What site groundcover species do you have on your site? What preparation is required?
- 1. Native perennial grass dominated - Herbicide application is not recommended. Slashing lines for direct seeding can reduce biomass for ease of the seeding machine, or cool burning at the right time of year may be considered to reduce biomass. Weed mats for hand planting may be useful.
- 2. Exotic annual grass dominated- Herbicide control by strip spraying for direct seeding or spot spraying for tube stock planting should be considered. Weed mats or mulching around hand planting may be useful for extended weed control.
- 3. Mixed perennial native grass/ exotic grass composition- Selective herbicide control may be required in the exotic grass areas for direct seeding or hand planting, making sure the native grass is not sprayed. Slashing may be more appropriate across a site if the native and exotic grasses are co-existing. Weed matting or mulching when hand planting may be useful.
- 4. Exotic perennial grass dominated- Exotic perennial grass sites dominated by species such as Phalaris or Paspalum require more long term preparation, and this may include multiple herbicide applications to reduce biomass, or cool burning at the right time of year with follow up herbicide control after weeds emerge should reduce biomass and competition. Carefully select hardy dominant revegetation species in these situations, which may outcompete and shade out these grasses in the long term. A denser planting or sowing rate may be required to outcompete these introduced grasses.

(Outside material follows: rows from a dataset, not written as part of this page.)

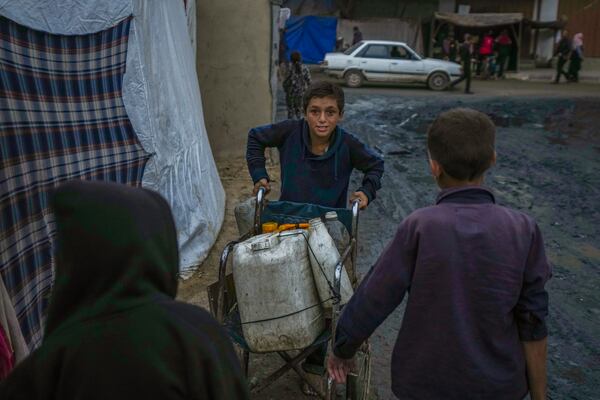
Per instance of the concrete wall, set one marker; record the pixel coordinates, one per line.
(548, 11)
(233, 62)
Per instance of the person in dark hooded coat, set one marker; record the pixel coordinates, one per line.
(113, 329)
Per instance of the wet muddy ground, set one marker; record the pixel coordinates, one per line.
(548, 162)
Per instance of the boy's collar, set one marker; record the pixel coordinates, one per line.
(466, 194)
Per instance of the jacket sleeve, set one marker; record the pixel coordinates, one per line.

Native Vegetation is only one component of habitat for native fauna and insects. To improve the quality of habitat in a site you need a diversity of species and vegetative structures that offer a variety of food sources and homes for species. Things to consider when enhancing habitat of a site are; canopy cover, leaf litter and logs on the ground, hollows of many sizes (in alive and dead trees), and native shrub and ground cover. What is missing from your site? Can you build in (revegetate) the vegetation structure missing from your site such as shrubs or groundcovers? Can you erect nest boxes to provide standing hollows? Can you retain leaf litter and logs on the ground or introduce logs onto the site?
Where do I get indigenous seed and plants?
The main resource for indigenous seed in the Goulburn Broken Catchment is through the Goulburn Broken Indigenous Seedbank, contact 0428 770 030. There are many local nurseries in the Goulburn Broken Catchment that specialise in indigenous local plants, contact your local Landcare Group or GB CMA Officer to identify local indigenous nurseries in your area.